In der Forschung werden Sprachmodelle daher zum Gegenstand von Debatten über die Rolle von Syntax und Semantik, von nichtsprachlichem und sprachlichem Wissen und über die Unterschiede zwischen Denken und Sprechen.

Eine zentrale Debatte ist, ob Sprachmodelle nur oberflächliche Statistiken lernen - also "stochastic parrots" sind - oder ob sie interne Repräsentationen der Prozesse lernen, die die Sequenzen erzeugen, die sie verarbeiten. Mit anderen Worten: Plappert ein Sprachmodell nur das nach, was es auswendig gelernt hat, oder hat es Modelle von Sprache gelernt, repräsentiert es intern etwa Regeln der Grammatik oder der Syntax von Programmiersprachen?

Von Vögeln, die Othello spielen

Eine neue Arbeit von Forschenden der Harvard University, des Massachusetts Institute of Technology und der Northeastern University liefert nun Argumente für die zweite Position.

Das Team trainierte ein GPT-Modell (Othello-GPT) mit Othello-Spielzügen, um neue Spielzüge vorherzusagen. Nach dem Training mit Spielzügen lag die Fehlerquote bei der Vorhersage von legalen Spielzügen bei 0,01 Prozent. Eine untrainierte Othello-GPT hat eine Fehlerquote von 93,29 Prozent.
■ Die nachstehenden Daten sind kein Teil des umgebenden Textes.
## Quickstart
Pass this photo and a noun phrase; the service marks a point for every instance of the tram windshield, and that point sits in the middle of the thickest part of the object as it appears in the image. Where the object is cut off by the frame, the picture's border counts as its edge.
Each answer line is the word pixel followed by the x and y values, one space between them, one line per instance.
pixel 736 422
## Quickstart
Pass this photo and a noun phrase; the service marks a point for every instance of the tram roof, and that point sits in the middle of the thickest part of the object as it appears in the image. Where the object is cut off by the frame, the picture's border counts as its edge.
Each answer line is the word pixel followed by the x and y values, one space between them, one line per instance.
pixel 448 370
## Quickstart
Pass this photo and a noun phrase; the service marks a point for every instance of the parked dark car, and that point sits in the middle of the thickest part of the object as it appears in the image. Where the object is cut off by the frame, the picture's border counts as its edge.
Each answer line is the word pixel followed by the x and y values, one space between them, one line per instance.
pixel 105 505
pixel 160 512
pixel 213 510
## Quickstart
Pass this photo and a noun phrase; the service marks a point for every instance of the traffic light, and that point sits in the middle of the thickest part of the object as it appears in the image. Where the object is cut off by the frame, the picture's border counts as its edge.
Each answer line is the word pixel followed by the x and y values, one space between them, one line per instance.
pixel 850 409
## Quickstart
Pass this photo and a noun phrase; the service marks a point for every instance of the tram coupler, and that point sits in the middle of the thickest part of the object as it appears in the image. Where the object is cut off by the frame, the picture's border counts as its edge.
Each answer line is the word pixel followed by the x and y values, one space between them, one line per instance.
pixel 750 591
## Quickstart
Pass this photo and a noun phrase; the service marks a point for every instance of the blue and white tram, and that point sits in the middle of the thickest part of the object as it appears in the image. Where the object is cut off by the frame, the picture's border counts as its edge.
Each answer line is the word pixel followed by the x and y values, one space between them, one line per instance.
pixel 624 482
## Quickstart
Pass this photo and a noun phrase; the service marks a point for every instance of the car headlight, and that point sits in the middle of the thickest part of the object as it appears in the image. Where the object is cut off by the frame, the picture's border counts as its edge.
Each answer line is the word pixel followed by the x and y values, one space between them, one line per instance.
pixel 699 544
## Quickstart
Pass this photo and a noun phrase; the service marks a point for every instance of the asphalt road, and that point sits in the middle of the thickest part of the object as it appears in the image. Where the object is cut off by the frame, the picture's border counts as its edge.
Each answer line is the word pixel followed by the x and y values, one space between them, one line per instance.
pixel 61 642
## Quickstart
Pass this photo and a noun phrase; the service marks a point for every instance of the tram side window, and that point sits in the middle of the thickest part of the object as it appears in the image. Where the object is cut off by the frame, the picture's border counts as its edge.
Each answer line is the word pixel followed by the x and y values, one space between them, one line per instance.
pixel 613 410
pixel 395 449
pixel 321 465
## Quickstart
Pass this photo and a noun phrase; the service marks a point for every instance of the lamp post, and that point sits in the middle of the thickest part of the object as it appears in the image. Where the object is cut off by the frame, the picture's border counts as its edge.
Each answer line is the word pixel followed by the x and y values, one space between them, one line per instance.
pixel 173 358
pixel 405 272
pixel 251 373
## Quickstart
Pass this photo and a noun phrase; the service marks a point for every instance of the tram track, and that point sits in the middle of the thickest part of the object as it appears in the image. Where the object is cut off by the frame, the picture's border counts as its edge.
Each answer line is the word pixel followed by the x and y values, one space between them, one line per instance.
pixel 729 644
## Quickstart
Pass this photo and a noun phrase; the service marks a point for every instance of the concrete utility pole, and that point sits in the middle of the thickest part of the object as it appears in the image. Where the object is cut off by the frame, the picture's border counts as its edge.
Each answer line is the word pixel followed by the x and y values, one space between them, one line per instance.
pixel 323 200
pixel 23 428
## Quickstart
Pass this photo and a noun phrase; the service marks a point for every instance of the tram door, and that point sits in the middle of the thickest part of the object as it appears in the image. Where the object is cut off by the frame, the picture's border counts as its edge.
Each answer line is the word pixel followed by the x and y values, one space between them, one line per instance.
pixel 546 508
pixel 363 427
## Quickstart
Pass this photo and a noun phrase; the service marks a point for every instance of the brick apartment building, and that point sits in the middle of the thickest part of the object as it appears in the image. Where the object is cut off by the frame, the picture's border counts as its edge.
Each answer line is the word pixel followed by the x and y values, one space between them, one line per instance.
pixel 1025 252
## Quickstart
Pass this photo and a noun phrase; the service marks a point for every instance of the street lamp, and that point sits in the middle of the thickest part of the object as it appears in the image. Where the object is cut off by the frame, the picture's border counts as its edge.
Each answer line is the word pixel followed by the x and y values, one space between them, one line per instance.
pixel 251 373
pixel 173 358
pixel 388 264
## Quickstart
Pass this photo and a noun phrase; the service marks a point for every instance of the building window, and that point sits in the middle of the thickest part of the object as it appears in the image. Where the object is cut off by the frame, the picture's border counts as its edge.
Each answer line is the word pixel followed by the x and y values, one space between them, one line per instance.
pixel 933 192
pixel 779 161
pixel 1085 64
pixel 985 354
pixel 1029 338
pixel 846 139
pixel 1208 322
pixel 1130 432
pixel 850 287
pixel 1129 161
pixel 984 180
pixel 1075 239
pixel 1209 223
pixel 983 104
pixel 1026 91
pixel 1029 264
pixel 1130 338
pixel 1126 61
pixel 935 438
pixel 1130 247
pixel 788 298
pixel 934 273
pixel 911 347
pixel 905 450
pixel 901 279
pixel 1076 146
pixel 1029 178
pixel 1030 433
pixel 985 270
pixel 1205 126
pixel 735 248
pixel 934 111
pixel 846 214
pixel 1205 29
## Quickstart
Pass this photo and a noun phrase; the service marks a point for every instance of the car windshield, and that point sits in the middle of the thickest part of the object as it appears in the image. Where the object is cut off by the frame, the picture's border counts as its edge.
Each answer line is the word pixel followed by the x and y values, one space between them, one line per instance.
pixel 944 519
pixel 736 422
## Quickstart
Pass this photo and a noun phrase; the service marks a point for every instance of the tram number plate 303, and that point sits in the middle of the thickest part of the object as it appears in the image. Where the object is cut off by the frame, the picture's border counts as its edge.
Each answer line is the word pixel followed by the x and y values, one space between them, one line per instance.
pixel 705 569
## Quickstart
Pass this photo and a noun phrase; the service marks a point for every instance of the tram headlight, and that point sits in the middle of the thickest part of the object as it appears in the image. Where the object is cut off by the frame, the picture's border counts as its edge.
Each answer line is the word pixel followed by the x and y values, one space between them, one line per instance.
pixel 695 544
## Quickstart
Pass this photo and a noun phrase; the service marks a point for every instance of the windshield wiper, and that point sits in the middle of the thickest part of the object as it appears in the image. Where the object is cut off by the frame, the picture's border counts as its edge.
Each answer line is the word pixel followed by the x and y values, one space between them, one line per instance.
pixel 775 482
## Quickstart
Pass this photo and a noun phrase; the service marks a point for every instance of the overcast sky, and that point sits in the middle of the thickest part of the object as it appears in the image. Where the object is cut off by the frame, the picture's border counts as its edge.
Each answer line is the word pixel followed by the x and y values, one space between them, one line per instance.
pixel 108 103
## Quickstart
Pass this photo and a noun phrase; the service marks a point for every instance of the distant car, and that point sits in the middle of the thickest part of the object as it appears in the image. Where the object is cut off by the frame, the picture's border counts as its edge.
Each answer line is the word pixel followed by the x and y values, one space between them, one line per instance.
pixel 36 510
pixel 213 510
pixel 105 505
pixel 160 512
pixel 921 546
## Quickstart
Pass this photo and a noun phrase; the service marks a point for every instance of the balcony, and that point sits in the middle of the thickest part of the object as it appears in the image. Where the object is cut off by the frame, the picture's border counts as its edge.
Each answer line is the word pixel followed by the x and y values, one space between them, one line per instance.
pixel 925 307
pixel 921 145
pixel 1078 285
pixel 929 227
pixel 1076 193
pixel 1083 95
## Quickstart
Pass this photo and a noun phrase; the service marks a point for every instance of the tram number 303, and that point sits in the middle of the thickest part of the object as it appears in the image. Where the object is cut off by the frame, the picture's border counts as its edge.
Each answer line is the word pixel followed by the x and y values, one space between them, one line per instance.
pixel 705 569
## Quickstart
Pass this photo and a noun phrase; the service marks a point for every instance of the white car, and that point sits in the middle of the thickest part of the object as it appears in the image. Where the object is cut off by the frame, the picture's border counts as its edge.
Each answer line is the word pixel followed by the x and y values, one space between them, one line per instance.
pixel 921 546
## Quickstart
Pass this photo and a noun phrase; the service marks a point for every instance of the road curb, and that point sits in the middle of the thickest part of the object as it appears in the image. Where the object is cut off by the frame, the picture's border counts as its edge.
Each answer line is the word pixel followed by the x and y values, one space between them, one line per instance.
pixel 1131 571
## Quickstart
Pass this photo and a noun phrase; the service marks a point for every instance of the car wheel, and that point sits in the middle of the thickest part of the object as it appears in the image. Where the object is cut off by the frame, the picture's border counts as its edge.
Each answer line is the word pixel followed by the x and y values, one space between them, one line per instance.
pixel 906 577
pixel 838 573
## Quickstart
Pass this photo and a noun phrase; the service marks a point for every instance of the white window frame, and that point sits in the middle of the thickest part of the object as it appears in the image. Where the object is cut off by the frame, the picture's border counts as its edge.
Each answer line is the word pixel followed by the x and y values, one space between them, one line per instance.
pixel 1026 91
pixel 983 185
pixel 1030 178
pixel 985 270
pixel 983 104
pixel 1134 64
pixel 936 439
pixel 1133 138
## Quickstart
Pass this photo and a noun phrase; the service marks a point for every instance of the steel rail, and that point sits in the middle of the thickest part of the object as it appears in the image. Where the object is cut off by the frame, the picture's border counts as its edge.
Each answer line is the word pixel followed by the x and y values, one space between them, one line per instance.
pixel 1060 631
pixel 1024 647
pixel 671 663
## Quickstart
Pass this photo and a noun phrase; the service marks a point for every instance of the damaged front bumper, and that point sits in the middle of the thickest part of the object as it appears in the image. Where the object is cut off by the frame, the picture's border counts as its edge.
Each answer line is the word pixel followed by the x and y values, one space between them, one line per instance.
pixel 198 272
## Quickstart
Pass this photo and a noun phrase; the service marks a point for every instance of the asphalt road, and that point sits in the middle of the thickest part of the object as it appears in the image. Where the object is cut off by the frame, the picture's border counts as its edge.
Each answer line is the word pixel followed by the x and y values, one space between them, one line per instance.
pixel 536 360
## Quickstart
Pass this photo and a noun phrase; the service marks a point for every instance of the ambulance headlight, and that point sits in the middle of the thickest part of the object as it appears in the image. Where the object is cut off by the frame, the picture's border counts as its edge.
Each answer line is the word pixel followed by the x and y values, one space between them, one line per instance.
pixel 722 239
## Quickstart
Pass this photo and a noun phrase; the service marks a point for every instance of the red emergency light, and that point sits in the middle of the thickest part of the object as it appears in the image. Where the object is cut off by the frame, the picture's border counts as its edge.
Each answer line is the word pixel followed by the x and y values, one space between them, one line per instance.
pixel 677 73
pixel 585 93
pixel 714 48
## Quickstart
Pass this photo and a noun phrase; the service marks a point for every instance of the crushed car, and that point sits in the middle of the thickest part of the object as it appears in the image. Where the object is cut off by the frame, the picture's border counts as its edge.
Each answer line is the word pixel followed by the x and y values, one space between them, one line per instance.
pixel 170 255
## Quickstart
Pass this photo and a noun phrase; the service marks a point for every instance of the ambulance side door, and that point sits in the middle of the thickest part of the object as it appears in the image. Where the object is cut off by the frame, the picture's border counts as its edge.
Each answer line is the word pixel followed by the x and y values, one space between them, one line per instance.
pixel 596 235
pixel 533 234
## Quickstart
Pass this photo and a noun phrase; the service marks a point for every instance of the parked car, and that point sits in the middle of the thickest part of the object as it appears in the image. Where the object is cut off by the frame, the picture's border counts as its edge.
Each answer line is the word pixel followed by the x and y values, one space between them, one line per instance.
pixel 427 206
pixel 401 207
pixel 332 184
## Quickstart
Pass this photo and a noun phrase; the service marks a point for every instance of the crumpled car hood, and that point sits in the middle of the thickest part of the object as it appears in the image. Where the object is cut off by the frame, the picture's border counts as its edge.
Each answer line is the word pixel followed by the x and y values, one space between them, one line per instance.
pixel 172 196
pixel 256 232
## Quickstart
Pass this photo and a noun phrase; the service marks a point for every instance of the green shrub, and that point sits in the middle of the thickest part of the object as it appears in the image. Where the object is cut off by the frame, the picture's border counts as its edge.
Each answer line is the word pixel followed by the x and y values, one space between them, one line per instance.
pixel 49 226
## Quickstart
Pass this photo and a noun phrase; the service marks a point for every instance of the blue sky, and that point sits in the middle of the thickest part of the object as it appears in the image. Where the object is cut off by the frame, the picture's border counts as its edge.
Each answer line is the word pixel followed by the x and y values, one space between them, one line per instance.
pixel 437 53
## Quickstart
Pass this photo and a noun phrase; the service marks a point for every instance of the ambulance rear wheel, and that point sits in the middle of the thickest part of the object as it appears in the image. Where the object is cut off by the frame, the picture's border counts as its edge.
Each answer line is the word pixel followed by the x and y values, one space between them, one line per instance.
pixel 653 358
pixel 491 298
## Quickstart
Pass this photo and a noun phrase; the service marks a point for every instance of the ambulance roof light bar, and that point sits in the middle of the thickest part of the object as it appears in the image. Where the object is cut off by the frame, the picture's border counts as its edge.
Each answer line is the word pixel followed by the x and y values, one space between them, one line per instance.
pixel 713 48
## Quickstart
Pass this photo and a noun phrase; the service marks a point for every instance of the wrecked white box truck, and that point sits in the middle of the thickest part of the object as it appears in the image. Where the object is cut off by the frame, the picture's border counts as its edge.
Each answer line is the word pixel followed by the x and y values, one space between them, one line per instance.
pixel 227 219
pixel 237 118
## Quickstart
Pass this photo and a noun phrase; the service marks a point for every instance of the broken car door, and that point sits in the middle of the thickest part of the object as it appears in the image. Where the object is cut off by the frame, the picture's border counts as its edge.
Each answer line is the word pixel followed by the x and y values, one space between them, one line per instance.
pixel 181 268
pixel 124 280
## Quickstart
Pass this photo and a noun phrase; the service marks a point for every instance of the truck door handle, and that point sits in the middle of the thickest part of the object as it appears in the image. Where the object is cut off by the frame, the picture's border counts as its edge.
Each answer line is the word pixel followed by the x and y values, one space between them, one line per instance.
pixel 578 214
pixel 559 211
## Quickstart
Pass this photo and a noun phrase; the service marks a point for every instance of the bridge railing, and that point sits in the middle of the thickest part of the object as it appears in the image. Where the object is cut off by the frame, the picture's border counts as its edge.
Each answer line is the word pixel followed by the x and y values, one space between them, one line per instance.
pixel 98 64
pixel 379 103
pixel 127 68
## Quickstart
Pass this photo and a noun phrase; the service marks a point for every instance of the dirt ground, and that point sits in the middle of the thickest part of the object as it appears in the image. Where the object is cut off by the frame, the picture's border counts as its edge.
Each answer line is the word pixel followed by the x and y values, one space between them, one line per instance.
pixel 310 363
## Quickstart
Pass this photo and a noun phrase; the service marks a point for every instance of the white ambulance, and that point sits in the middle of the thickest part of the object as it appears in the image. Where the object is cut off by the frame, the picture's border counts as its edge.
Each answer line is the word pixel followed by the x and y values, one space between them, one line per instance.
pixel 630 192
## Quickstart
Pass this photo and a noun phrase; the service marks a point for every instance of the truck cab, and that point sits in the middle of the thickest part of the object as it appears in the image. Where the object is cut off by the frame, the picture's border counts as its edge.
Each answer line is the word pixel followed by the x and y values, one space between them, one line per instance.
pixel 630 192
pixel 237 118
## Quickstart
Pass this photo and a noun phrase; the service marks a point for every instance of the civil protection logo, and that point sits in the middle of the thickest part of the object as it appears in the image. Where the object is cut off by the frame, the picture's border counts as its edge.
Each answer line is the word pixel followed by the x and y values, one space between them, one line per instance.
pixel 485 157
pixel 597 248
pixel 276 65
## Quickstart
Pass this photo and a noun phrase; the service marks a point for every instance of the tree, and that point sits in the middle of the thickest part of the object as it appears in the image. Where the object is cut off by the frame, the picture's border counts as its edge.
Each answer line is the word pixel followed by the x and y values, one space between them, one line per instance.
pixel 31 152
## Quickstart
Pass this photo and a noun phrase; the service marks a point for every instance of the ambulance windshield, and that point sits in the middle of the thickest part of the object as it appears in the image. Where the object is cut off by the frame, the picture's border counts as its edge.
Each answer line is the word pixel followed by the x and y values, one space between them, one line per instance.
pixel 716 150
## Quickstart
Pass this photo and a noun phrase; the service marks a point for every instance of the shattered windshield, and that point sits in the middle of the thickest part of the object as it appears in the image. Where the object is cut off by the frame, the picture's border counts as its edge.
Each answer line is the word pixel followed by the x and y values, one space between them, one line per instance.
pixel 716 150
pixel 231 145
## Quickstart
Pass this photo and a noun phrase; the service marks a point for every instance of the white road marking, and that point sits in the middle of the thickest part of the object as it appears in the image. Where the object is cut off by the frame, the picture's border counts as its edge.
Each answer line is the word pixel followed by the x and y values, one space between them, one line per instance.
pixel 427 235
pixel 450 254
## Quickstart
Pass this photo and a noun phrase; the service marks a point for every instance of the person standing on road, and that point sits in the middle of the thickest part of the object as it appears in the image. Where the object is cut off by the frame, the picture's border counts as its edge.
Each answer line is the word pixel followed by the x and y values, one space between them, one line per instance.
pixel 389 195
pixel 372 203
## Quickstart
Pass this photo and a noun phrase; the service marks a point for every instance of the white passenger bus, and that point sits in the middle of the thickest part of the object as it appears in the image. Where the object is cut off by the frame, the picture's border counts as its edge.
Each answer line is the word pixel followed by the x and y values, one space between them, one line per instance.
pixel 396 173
Anschließend untersuchten die Forschenden, ob sich im künstlichen neuronalen Netz interne Repräsentationen des Spiels finden lassen.

Empfehlung

Um zu verdeutlichen, nach welchen Kriterien einem System ein internes Modell und nicht nur eine oberflächliche Statistik zugeschrieben werden kann, liefern die Forschenden ein Gedankenexperiment:

Stellen Sie sich vor, Sie haben einen Freund, der gerne das Brettspiel Othello spielt und oft zu Ihnen nach Hause kommt, um zu spielen. Sie beide nehmen den Wettbewerb ernst und schweigen während des Spiels, bis auf einen Ausruf jedes Zuges, wenn Sie ihn machen, unter Verwendung der Standard-Othello-Notation. Stellen Sie sich nun vor, dass eine Krähe vor einem offenen Fenster hockt, außerhalb des Blickfelds des Othello-Bretts. Nach vielen Besuchen Ihres Freundes fängt die Krähe an, ihre eigenen Züge zu rufen - und zu Ihrer Überraschung sind diese Züge angesichts des aktuellen Bretts fast immer legal.

Das würde die Frage aufwerfen, wie die Krähe diese Fähigkeit realisiert. Das Team liefert zwei Möglichkeiten:

  1. Erzeugt es legale Züge durch "zufälliges Zusammenfügen" oberflächlicher Statistiken, z. B. welche Eröffnungen üblich sind oder die Tatsache, dass die Namen der Eckfelder später im Spiel aufgerufen werden?
  2. Oder verfolgt und nutzt es irgendwie den Stand des Spiels, obwohl es das Brett nie gesehen hat?

Nur das Verhalten der Krähe lässt keine Antwort zu. Doch eines Tages entdecken wir beim Fensterputzen eine gitterartige Anordnung von zwei Sorten Vogelfutter - und diese Anordnung ähnelt verblüffend der unseres letzten Othello-Spiels.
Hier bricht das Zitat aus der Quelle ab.